Tangerine

The delicious Peruvian tangerines are considered in the list of superfoods, which top the list of the most exported Peruvian citrus fruits in 2020.

According to information released by Fresh Cargo Peru, between January and August of this year, the South American country sent a total shipment of 198,996 tons of citrus. Among them, an important quantity of mandarins, mainly of the W. Murcott species.

As is known, Peru produces, in addition to the aforementioned species, other varieties such as Satsuma, Malvacea, King, Dancy, Kara and Wilkings

Also known as Citrus reticulata, the tangerine grows mainly in the departments of San Martín, Madre de Dios, Lima, Junín, Cusco and Ayacucho.

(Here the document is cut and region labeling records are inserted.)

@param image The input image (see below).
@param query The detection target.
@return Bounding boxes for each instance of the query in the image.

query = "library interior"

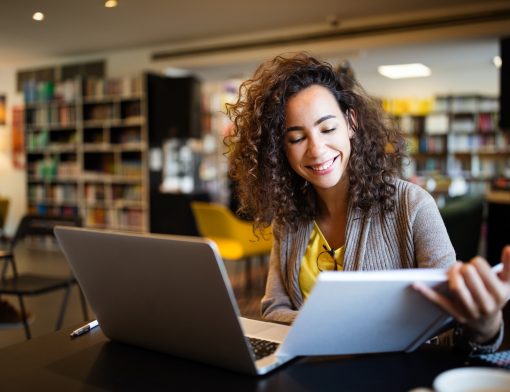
[0,0,510,391]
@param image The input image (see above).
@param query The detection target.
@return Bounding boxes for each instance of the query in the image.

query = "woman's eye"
[289,137,305,144]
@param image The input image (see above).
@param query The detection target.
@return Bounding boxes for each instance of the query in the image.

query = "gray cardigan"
[262,180,455,322]
[261,179,503,352]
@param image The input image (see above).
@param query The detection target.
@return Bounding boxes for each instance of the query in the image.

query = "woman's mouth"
[308,155,339,172]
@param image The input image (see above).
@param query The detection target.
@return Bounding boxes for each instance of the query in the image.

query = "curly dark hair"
[225,53,405,234]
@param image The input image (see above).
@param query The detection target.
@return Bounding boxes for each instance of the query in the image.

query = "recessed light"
[377,63,432,79]
[492,56,503,68]
[104,0,119,8]
[32,11,44,22]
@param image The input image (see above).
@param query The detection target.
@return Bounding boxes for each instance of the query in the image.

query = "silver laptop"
[55,226,292,374]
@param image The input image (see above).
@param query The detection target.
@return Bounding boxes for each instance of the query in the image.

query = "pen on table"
[69,320,98,338]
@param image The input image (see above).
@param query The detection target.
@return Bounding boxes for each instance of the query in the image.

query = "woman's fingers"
[459,260,501,319]
[448,263,480,323]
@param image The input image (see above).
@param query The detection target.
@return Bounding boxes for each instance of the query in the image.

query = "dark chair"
[0,214,88,339]
[439,196,484,261]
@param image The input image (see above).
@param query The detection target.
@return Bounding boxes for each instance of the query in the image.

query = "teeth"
[310,159,335,171]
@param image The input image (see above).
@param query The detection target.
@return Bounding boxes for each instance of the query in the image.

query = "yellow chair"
[191,201,273,288]
[0,197,9,241]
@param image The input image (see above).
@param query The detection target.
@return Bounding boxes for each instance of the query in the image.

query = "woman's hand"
[413,245,510,344]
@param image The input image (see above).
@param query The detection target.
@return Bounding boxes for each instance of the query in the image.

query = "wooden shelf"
[25,76,148,232]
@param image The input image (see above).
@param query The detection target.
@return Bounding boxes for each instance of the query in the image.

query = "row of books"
[435,95,499,113]
[448,133,510,153]
[83,76,143,98]
[25,105,76,127]
[453,159,510,179]
[23,79,81,104]
[407,135,446,154]
[85,207,145,229]
[27,156,79,180]
[398,113,498,135]
[28,203,78,216]
[28,184,77,203]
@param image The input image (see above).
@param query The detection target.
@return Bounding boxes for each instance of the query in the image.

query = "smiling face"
[284,85,353,192]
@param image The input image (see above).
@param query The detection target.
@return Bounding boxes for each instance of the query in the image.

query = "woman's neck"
[316,176,349,219]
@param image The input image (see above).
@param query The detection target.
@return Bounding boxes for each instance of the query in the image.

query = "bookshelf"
[383,94,510,198]
[24,76,149,232]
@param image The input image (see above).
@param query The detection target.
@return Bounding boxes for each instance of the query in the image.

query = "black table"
[0,327,502,392]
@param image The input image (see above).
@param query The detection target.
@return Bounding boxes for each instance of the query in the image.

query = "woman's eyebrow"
[285,114,336,132]
[314,114,336,125]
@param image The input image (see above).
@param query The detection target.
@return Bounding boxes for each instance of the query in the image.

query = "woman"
[226,53,510,356]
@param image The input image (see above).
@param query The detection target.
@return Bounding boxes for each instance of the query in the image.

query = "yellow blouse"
[299,222,345,299]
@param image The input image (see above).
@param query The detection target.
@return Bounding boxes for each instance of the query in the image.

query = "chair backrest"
[11,214,83,248]
[191,201,272,254]
[439,196,484,261]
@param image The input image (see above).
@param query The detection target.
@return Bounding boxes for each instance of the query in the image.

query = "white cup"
[433,367,510,392]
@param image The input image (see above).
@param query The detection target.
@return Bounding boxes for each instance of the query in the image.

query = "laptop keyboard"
[248,337,278,361]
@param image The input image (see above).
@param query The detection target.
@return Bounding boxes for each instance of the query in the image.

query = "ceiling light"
[377,63,432,79]
[32,12,44,22]
[104,0,119,8]
[492,56,503,68]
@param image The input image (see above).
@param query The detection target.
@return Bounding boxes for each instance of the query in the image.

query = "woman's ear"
[346,109,358,139]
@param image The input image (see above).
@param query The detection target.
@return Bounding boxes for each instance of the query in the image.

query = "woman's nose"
[308,136,324,157]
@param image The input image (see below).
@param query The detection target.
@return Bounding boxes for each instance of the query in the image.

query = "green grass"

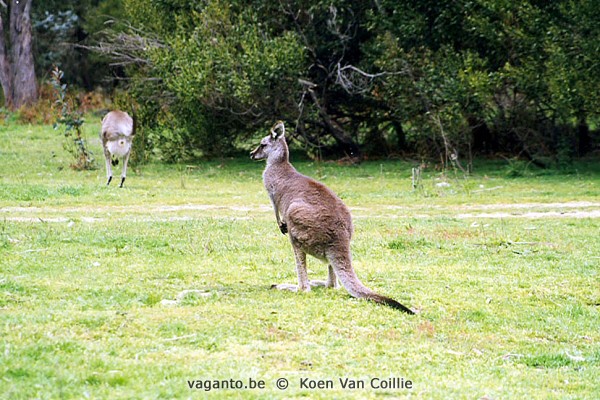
[0,119,600,399]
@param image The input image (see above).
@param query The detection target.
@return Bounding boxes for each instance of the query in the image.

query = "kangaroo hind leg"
[271,246,310,292]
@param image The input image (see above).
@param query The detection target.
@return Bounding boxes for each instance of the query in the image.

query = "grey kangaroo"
[250,121,414,314]
[100,110,136,187]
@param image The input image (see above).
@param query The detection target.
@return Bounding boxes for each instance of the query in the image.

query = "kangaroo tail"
[332,263,414,315]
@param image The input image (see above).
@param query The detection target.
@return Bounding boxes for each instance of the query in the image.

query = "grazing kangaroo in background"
[100,110,136,187]
[250,121,414,314]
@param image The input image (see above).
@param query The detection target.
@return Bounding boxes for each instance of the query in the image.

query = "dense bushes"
[91,0,600,165]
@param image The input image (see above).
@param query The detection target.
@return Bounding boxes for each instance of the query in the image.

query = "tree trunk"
[9,0,37,108]
[0,15,13,109]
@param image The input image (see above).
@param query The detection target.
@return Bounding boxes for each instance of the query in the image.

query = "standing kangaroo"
[250,121,414,314]
[100,110,135,187]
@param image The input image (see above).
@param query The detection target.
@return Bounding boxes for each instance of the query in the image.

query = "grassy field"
[0,118,600,399]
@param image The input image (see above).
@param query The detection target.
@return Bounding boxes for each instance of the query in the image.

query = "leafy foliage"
[51,67,96,170]
[76,0,600,162]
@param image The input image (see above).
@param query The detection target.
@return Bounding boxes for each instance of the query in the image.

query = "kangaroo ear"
[271,121,285,139]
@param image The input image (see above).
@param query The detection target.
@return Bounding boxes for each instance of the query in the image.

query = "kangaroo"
[250,121,414,314]
[100,110,136,188]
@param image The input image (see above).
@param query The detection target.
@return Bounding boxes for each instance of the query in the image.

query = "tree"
[0,0,37,108]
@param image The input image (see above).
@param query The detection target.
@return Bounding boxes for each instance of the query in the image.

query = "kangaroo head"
[250,121,288,161]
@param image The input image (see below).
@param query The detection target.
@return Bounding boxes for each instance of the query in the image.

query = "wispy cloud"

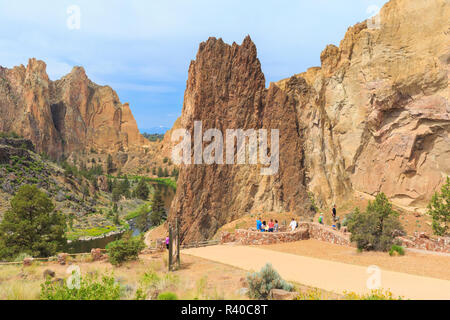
[0,0,387,127]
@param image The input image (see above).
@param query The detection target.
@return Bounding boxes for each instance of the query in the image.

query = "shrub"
[389,245,405,257]
[40,276,121,300]
[158,292,178,300]
[247,263,294,300]
[134,179,150,201]
[348,193,403,251]
[428,177,450,236]
[106,234,145,265]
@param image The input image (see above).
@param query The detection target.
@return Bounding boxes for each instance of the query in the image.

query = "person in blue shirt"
[256,217,262,231]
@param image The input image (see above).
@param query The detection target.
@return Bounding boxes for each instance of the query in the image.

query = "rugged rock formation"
[171,37,311,241]
[170,0,450,241]
[278,0,450,210]
[0,59,146,158]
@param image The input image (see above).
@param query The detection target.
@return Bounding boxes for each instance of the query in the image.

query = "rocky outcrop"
[170,0,450,240]
[170,37,311,241]
[0,59,146,158]
[278,0,450,211]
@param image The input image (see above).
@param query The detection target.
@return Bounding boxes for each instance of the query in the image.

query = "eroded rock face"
[0,59,146,158]
[170,0,450,241]
[170,37,311,241]
[278,0,450,210]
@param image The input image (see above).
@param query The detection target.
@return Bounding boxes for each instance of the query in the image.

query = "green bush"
[0,185,67,260]
[348,193,403,251]
[40,276,122,300]
[389,245,405,257]
[106,233,145,266]
[158,292,178,300]
[247,263,294,300]
[428,177,450,236]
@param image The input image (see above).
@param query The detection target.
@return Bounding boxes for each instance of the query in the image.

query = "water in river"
[67,184,175,254]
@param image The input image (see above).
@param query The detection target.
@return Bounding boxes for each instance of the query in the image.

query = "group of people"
[256,217,279,232]
[256,205,337,232]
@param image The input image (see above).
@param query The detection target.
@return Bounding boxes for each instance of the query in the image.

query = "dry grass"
[0,253,250,300]
[259,240,450,280]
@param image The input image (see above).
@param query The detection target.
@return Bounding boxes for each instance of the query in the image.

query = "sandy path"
[183,245,450,300]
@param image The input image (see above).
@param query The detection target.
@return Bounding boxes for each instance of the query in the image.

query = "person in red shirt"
[269,219,275,232]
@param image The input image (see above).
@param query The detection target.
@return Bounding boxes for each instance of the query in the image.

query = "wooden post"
[177,217,181,268]
[169,224,173,272]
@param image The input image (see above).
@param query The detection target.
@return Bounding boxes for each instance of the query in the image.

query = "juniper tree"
[0,185,66,259]
[428,177,450,236]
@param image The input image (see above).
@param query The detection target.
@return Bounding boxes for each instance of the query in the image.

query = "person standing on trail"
[289,218,297,231]
[269,219,275,232]
[256,217,262,231]
[166,237,170,250]
[273,220,280,232]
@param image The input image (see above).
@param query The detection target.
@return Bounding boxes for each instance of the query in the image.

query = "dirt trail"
[183,245,450,300]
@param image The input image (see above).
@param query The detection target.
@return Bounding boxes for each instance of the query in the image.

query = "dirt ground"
[183,245,450,300]
[259,240,450,280]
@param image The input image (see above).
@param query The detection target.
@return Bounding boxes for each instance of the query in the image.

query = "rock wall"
[278,0,450,211]
[170,37,312,242]
[0,59,147,158]
[220,228,309,245]
[398,233,450,253]
[170,0,450,239]
[220,222,352,246]
[220,222,450,253]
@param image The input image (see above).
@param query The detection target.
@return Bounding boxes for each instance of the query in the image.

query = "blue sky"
[0,0,387,129]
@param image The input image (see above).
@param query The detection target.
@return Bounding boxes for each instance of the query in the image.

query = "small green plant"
[348,193,404,251]
[158,292,178,300]
[106,233,145,266]
[389,244,405,257]
[247,263,294,300]
[40,275,121,300]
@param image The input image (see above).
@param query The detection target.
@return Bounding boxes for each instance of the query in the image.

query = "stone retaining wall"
[221,228,309,245]
[221,222,351,246]
[221,222,450,253]
[398,232,450,253]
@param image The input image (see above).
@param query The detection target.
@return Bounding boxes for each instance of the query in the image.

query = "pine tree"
[150,188,166,226]
[135,179,150,201]
[428,177,450,236]
[0,185,66,259]
[106,154,114,174]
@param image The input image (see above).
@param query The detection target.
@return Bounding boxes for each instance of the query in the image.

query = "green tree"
[106,154,115,174]
[112,187,122,202]
[0,185,66,259]
[135,178,150,201]
[150,188,166,226]
[106,233,145,266]
[428,177,450,236]
[347,193,403,251]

Each of its presentations has multiple health benefits. Mainly, being a citrus fruit, it has the prestige of being an antioxidant, that is, it prevents the body from premature aging.

Also, in its composition, vitamin A stands out, which influences the correct functioning of the retina. Its pulp has large amounts of water, so it is possible to attribute diuretic properties that help reduce fluid retention.

A curious fact about tangerines is that the tiny and thin white membranes that surround the fruit and are inside the peel, are a source of fiber. Therefore, the intake of this input generates a feeling of satiety and, at the same time, helps to keep the digestive system in good condition.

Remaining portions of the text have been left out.